Showing posts with label Andrews. Show all posts
Showing posts with label Andrews. Show all posts

Sunday, November 3, 2024

The Grim, by Donna Andrews


"The Grim," by Donna Andrews, in Black Cat Weekly, #165.

This is Andrews' second appearance here. 

What we have this week is a fantasy-detective story.  Not the easiest mashup to make work, but I enjoyed it.

The narrator, nameless unless I missed it, is in charge of spooks in his area and a problem has come up, wouldn't you know it, in the busy season right before Halloween.

A few weeks ago I talked about world-building, and this is another example, although we might call this other-world-building, because we are discussing the rules of the afterlife.  It turns out that the first body buried in a cemetery can't leave it.
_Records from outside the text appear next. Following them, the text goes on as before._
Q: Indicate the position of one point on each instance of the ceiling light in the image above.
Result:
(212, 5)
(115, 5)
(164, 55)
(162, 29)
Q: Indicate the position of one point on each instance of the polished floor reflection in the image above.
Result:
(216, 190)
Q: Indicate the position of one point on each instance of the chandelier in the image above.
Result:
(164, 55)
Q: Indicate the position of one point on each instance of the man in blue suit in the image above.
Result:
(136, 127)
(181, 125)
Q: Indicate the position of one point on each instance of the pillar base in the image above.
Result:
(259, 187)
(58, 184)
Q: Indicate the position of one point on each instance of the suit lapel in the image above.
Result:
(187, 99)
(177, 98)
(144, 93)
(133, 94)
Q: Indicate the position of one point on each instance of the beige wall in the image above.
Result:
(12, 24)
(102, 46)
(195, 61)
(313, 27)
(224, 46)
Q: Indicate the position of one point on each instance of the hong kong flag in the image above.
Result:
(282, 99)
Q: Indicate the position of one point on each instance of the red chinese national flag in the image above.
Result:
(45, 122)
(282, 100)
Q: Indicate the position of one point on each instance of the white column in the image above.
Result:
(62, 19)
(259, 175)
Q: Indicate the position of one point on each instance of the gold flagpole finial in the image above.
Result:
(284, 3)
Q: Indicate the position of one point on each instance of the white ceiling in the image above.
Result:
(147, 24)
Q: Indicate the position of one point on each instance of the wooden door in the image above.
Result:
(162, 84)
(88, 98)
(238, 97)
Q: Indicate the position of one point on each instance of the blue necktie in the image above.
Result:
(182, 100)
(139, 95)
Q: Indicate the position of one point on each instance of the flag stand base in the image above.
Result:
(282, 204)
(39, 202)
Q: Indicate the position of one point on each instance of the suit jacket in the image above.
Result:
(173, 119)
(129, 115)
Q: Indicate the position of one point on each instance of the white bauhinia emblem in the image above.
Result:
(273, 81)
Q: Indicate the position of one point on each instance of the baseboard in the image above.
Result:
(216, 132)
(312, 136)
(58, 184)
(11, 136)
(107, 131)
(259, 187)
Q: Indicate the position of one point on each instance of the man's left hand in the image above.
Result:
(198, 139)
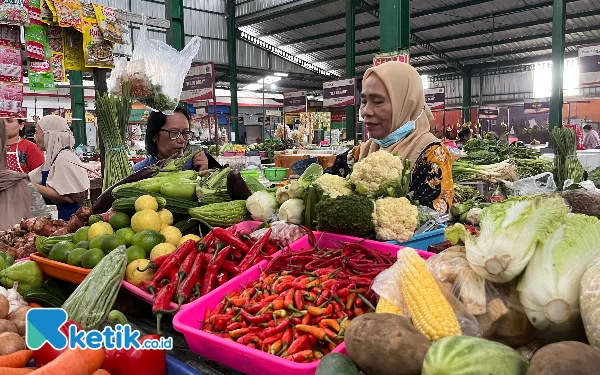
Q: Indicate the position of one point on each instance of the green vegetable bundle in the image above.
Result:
(113, 116)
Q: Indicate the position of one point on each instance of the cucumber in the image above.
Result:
(336, 364)
(44, 297)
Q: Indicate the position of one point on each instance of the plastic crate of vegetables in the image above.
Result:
(221, 348)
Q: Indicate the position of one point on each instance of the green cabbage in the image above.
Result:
(549, 288)
(510, 232)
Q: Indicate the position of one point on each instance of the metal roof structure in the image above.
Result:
(446, 35)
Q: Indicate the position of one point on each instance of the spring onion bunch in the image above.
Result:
(113, 114)
(498, 172)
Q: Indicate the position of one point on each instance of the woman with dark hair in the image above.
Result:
(23, 156)
(167, 136)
It becomes the Grim, a fierce black dog which guards the graves and helps new spirits to find their way to the underworld.

For this reason, the narrator explains, wise cemetery-managers bury a dog before they bury other humans.  Because no person is likely to want the job of death-pooch.
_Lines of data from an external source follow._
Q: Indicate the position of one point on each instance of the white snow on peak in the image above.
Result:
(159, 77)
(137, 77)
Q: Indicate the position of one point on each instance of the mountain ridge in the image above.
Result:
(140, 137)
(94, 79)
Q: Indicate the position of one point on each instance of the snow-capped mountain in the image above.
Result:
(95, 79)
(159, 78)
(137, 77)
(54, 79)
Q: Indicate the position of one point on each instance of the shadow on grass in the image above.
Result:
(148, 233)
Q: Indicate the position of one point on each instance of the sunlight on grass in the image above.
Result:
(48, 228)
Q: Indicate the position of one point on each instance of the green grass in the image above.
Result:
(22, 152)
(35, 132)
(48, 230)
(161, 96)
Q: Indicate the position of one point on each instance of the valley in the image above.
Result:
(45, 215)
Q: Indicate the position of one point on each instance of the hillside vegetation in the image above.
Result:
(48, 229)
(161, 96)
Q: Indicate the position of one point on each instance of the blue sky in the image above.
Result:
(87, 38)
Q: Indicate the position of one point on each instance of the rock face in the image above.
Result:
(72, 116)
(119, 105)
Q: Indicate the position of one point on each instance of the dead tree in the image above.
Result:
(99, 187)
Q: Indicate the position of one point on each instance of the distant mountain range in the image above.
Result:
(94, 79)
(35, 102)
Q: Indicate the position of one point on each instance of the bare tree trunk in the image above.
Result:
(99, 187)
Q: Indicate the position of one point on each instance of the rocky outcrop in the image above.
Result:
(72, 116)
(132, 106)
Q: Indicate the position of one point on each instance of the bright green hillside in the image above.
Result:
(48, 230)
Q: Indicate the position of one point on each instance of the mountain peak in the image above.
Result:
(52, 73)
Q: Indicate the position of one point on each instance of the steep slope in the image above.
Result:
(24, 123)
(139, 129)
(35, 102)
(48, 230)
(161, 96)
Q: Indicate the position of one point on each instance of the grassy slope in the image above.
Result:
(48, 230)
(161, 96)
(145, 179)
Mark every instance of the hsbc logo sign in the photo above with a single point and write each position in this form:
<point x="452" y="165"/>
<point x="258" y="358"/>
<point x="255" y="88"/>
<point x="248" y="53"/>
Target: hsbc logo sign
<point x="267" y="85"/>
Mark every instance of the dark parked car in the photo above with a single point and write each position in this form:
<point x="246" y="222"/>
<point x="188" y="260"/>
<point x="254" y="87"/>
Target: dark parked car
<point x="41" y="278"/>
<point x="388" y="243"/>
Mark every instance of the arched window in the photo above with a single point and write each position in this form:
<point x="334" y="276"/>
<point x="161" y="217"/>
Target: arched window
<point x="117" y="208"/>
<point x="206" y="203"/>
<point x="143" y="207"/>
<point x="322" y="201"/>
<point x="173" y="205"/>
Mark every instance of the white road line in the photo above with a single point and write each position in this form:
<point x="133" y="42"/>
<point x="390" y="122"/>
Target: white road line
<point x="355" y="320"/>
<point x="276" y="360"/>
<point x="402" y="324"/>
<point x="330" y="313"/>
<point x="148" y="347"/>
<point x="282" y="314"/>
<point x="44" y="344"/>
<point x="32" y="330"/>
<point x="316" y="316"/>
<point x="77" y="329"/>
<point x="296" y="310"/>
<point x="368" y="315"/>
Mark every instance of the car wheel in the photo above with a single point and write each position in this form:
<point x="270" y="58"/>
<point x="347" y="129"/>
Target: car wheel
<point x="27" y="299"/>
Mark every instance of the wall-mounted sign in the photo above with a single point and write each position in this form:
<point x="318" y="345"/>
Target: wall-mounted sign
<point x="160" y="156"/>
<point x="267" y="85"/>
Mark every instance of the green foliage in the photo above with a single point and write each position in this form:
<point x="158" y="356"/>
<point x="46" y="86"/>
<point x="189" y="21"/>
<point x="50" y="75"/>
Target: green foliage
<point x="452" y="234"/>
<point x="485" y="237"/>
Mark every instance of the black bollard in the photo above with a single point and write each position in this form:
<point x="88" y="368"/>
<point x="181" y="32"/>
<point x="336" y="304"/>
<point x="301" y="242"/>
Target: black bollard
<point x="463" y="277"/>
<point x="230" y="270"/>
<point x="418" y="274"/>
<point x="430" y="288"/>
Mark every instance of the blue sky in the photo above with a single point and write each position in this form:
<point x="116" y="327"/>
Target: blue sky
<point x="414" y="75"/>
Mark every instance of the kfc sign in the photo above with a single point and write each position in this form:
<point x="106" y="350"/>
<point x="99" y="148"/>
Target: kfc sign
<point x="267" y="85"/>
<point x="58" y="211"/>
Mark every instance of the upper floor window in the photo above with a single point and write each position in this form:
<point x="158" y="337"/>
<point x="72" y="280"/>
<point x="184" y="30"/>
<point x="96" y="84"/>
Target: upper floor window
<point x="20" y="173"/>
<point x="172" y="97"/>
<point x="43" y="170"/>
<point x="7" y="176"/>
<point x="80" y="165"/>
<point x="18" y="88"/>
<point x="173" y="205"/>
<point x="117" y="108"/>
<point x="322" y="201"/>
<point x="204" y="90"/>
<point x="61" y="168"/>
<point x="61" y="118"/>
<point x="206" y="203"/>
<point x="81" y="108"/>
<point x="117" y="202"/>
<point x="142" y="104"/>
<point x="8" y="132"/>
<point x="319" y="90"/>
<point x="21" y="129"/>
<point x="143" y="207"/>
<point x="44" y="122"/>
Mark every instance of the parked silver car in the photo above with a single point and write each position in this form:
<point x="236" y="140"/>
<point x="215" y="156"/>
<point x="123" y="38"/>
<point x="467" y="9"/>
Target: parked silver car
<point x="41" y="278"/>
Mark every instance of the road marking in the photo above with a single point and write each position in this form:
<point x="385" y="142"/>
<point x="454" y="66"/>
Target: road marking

In our story the problem is that the Grim at a new cemetery is clearly suffering from job dissatisfaction and is causing trouble.  Our hero has to figure out the cause of Fido's dilemma and find a solution.  

His work is satisfactory and so is the story.


 

 

Sunday, April 5, 2020

Cold Blue Steel and Sweet Fire, by Donna Andrews

"Cold Blue Steel and Sweet Fire," by Donna Andrews, in The Beat of Black Wings, edited by Josh Pachter, Untreed Reads, 2020.

All the stories in this book are inspired by Joni Mitchell songs.  I must admit I didn't remember this song.  It ain't bad.

Our narrator is a homeless man.  That's not his biggest problem, though.  He's trying to stay away from the others.

Who are THEY?  Not sure it would help even I knew [sic].  I think it' a what, not a who, but I don't know.  Sometimes I'm tempted to call them the Fae. I'm sure they're behind these legends....

So, yeah the guy has problems. He says that the others try to take over people.  When they fail, you find the body.  When they succeed, the empty shell keeps walking around with one of them in it.

Well, that certainly creeped me out.

He figures his best protection is his knife because, as everyone knows, fairies hate iron and steel.  And knives can come in useful in other ways, can't they?  They  do in this classy tale.